I found walking around Rome was the best way to see everything but the metro, trams and buses are an easy and cheap option also.

Most buses and metros do get crowded and tickets must be bought before boarding and validated when you first get on but it is a great way to get around and see Rome if you are short on time or suffer from sore feet.

Buses #40 and #64 starts at Termini and ends near St. Peter's traveling past other places of interest, returning the same way.

Bus #75 takes you past the Colosseum

Bus #910 takes you to Villa Borghese

#64 & #40 Express Bus


Piazza Venezia

Corso Vittorio Emanuele II

Campo de'Fiori

St. Peter's

The Electric buses that are around Rome can travel into the older parts of the city and wind around the narrow streets. Bus #116 travels though the streets of Centro Storico.

Ticket Options

B.I.T (Biglietto Integrato a Tempo) is the standard ticket valid for one metro,tram or bus ride for a 100 minute period.

B.I.G ( Biglietto Integrato a Giornaliero) is a daily ticket valid for unlimited metro, tram, bus and train travel within Rome.

B.T.I (Turistic) is a 3 day tourist ticket and the same as B.I.G but for more days of travel.

Purchasing Bus and Metro tickets.

Newsstands, train stations, metro stations, kiosks with the ATAC logo and tabacchi shops sell tickets for trams and buses.

Large fines apply to travelers not holding ticket. Tickets once they are validated, start from the time they have been stamped.

These are a few of my favourite books about Rome

The Cardinal's Hat by Mary Hollingsworth
This book tells the story of one of the sons of Lucrezia Borgia who became a cardinal during the 16th century.

The Tigress of Forli by Elizabeth Lev
I love this book telling the story of Caterina Sforza who was fighting against the Borgia pope to retain the rights of her land and her freedom.

The Popes by John Julius Norwich
A detailed but easy and enjoyable book to read about the history of the papacy and the popes.

The Pope's Daughter by Caroline P Murphy
This book describes in beautiful detail, the life and times of Pope Julius II daughter, Felice della Rovere.

The Families Who Made Rome by Anthony Majanlahti
I love this Book!
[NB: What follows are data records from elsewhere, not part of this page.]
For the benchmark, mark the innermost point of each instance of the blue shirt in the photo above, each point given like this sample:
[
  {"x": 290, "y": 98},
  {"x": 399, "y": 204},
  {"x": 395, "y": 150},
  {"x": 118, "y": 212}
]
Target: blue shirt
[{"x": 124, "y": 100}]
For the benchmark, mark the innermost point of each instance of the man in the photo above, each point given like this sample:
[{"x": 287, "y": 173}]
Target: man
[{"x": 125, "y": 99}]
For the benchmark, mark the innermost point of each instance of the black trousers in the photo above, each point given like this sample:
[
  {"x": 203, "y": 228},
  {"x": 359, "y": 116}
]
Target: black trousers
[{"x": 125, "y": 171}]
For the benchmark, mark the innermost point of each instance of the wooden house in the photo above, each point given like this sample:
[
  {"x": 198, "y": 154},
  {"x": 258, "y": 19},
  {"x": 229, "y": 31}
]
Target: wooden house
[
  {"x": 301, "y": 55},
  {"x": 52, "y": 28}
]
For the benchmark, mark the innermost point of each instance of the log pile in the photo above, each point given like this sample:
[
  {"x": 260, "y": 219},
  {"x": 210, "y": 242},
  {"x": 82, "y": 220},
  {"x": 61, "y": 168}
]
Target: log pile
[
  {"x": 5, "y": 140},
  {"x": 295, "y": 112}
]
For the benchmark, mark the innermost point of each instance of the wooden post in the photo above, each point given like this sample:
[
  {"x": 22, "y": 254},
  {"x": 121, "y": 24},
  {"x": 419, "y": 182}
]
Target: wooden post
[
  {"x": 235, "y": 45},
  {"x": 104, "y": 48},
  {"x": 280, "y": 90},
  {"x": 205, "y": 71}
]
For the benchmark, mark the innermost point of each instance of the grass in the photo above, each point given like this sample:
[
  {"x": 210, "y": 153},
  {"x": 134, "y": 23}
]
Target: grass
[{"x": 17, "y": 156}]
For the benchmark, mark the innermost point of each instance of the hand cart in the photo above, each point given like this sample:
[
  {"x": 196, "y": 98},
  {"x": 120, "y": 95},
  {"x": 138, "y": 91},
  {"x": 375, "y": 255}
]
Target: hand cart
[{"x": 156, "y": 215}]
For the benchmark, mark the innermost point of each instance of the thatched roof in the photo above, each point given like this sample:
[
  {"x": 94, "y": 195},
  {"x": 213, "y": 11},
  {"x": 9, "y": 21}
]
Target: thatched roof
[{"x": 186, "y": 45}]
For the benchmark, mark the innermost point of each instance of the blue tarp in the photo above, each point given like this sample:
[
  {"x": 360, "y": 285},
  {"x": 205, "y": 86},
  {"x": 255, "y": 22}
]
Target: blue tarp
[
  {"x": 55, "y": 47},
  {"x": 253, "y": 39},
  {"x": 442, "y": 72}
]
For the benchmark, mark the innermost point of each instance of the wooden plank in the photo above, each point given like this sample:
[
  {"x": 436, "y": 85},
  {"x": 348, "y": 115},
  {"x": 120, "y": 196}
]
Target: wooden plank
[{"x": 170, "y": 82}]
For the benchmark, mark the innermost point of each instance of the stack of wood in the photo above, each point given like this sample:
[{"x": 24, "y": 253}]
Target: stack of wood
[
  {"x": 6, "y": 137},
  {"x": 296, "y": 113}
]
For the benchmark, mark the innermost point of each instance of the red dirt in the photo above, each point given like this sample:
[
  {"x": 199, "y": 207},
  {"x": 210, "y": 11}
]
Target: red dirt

It explains the families who made Rome what it is as we see it today and also looks at their triumphs, scandals and failures.

Rome by Robert Hughes
This book explains Rome from its beginning and expands on the Renaissance and Baroque until present times.

The Lost Painting by Jonathan Harr
Another of my favourite reads about a lost Caravaggio painting and the search for its provenance.